Zdaniem abp. Hosera, "apostolska metoda św. Pawła zaskakuje jego zdolnością do stawiania czoła coraz to nowym sytuacjom, wyzwaniom i zadaniom, jego nadzwyczajną umiejętnością rozeznania duchowego w takich dziedzinach, które dzisiaj określamy mianem dialogu kultur, dialogu międzyreligijnego, współczesnego ekumenizmu, inteligencji wiary i aktywnej miłości Boga". Abp Hoser podkreślił, że św. Paweł bronił pryncypiów. – Prawa Bożego nie rozmywał i nigdy nie ustępował. Jednocześnie zawsze dostrzegał, co jest drugorzędne, wtórne i dyskusyjne. Po mistrzowsku ukazywał uniwersalizm ludzkiej natury i specyfikę kultury ludów i narodów oraz interakcji między nimi zachodzących – stwierdził hierarcha. "On też pokazywał, dlaczego Kościół jest ze swej natury misyjny. W świetle jego nauczania rozumiemy ostrzeżenie: Kościół, który nie jest misyjny, zanika i umiera. Stąd św. Paweł będzie naszym przewodnikiem nowej ewangelizacji" – zapowiedział nowy ordynariusz warszawsko-praski.

Abp Hoser podziękował swoim poprzednikom na stolicy biskupiej – pierwszemu ordynariuszowi diecezji warszawsko – praskiej biskupowi seniorowi Kazimierzowi Romaniukowi i abp. Sławojowi Leszkowi Głódziowi, obecnemu metropolicie gdańskiemu. Przypomniał też ich liczne zasługi dla diecezji i Kościoła. Nowy ordynariusz podkreślił swój głęboki związek z Warszawą, w której się urodził, wychował i w której odkrył powołanie. „Po trzydziestu czterech latach nieobecności wracam do siebie i do swoich” – powiedział. „Jeśli coś wnoszę i przynoszę, to doświadczenie misji i Kościoła Powszechnego, ostatnio w służbie Stolicy Apostolskiej. Bo Kościół lokalny nie żyje i żyć nie może w izolacji i tylko dla siebie” – podkreślił.

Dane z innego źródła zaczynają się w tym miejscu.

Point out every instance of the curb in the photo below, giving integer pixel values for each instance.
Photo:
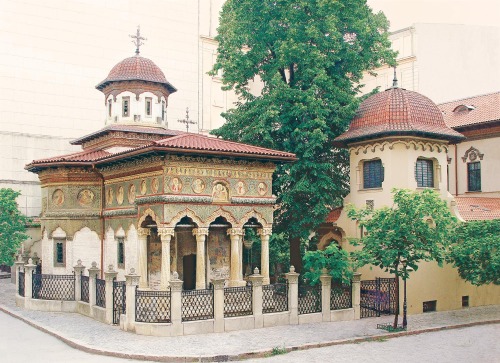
(240, 356)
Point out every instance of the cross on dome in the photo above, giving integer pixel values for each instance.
(137, 39)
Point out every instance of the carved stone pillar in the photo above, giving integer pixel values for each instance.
(142, 236)
(235, 234)
(166, 235)
(265, 233)
(201, 235)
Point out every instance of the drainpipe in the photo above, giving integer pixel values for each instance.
(103, 196)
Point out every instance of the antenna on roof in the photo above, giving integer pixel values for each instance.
(395, 80)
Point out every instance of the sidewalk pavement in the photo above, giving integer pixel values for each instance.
(91, 336)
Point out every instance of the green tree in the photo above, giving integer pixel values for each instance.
(418, 227)
(12, 226)
(309, 56)
(476, 252)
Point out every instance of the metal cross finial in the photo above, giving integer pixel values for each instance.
(395, 80)
(137, 39)
(187, 121)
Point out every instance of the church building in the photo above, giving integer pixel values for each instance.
(142, 196)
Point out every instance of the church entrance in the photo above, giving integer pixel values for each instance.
(189, 269)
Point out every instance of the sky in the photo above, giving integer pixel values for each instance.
(404, 13)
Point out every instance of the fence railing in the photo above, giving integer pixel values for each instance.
(84, 283)
(197, 304)
(340, 296)
(274, 298)
(309, 299)
(238, 301)
(53, 287)
(20, 286)
(100, 293)
(152, 306)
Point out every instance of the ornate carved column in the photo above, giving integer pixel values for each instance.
(265, 233)
(201, 235)
(166, 235)
(235, 234)
(142, 237)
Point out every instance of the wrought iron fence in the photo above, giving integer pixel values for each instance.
(197, 304)
(100, 293)
(340, 296)
(20, 283)
(378, 297)
(119, 301)
(84, 283)
(274, 298)
(53, 287)
(309, 299)
(238, 301)
(152, 306)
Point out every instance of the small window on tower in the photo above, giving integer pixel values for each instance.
(109, 107)
(126, 106)
(149, 105)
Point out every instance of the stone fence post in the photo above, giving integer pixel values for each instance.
(293, 295)
(94, 271)
(176, 301)
(132, 281)
(356, 294)
(109, 277)
(218, 284)
(78, 268)
(28, 280)
(257, 297)
(326, 287)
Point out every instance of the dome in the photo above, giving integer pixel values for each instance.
(397, 112)
(136, 68)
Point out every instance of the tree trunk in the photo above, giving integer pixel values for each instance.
(396, 315)
(295, 258)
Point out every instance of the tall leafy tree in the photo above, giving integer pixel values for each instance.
(476, 252)
(309, 56)
(418, 227)
(12, 226)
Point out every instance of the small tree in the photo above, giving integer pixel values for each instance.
(12, 226)
(416, 228)
(475, 252)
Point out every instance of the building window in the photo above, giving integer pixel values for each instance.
(149, 105)
(474, 176)
(59, 252)
(373, 174)
(126, 106)
(424, 173)
(121, 252)
(109, 108)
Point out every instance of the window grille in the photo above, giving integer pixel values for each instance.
(373, 174)
(424, 173)
(474, 176)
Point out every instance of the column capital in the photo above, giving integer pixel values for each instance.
(143, 232)
(266, 231)
(165, 232)
(235, 232)
(200, 231)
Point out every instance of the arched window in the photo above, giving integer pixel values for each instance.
(373, 174)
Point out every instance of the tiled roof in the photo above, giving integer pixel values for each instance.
(136, 68)
(334, 215)
(157, 130)
(474, 110)
(480, 208)
(81, 156)
(196, 142)
(397, 112)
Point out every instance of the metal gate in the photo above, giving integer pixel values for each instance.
(378, 297)
(118, 300)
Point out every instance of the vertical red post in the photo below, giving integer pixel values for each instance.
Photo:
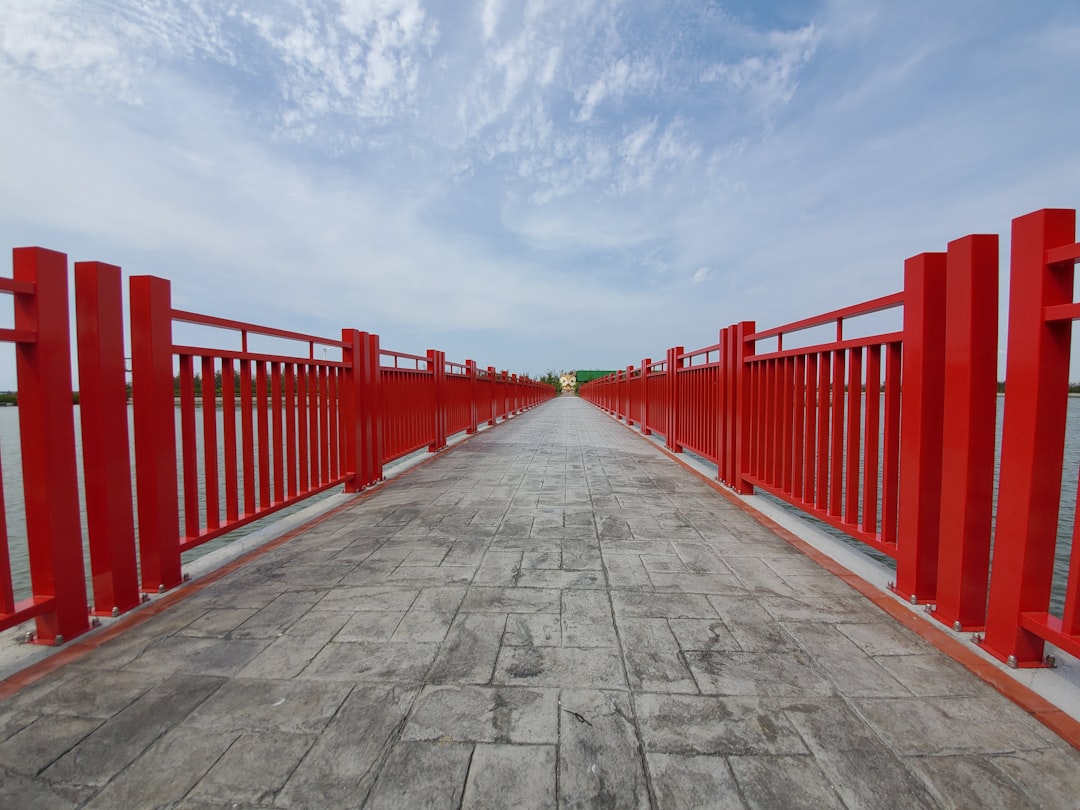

„Umisyjnienie Diecezji będzie jej ważnym zadaniem; takie są bowiem oczekiwania Ojca Świętego i tego domaga się sytuacja zglobalizowanego świata, w tym coraz bardziej intensywna migracja osób i rodzin. Nakazem chwili jest też kontynuowanie dialogu ekumenicznego we współpracy z Kościołami i wyznaniami chrześcijańskimi, naszymi braćmi w wierze” – powiedział.

Na zakończenie nawiązał do przyjętej przez siebie dewizy biskupiej „Maior est Deus” („Bóg jest większy”. Wyjaśnił ,że można to rozumieć dwojako: po pierwsze Bóg jest większy od naszego serca z jego ułomnościami, lękami i ciasnotą; po drugie – jest większy od naszego otoczenia i życiowego kontekstu, tego wszystkiego, co może nas przerażać i hamować. „A zatem z odwagą i ufnością idźmy w przyszłość, bo Bóg z przyszłości przychodzi a Kościół nie jest arriere gardą ludzkości” – zakończył nowy ordynariusz warszawsko-praski.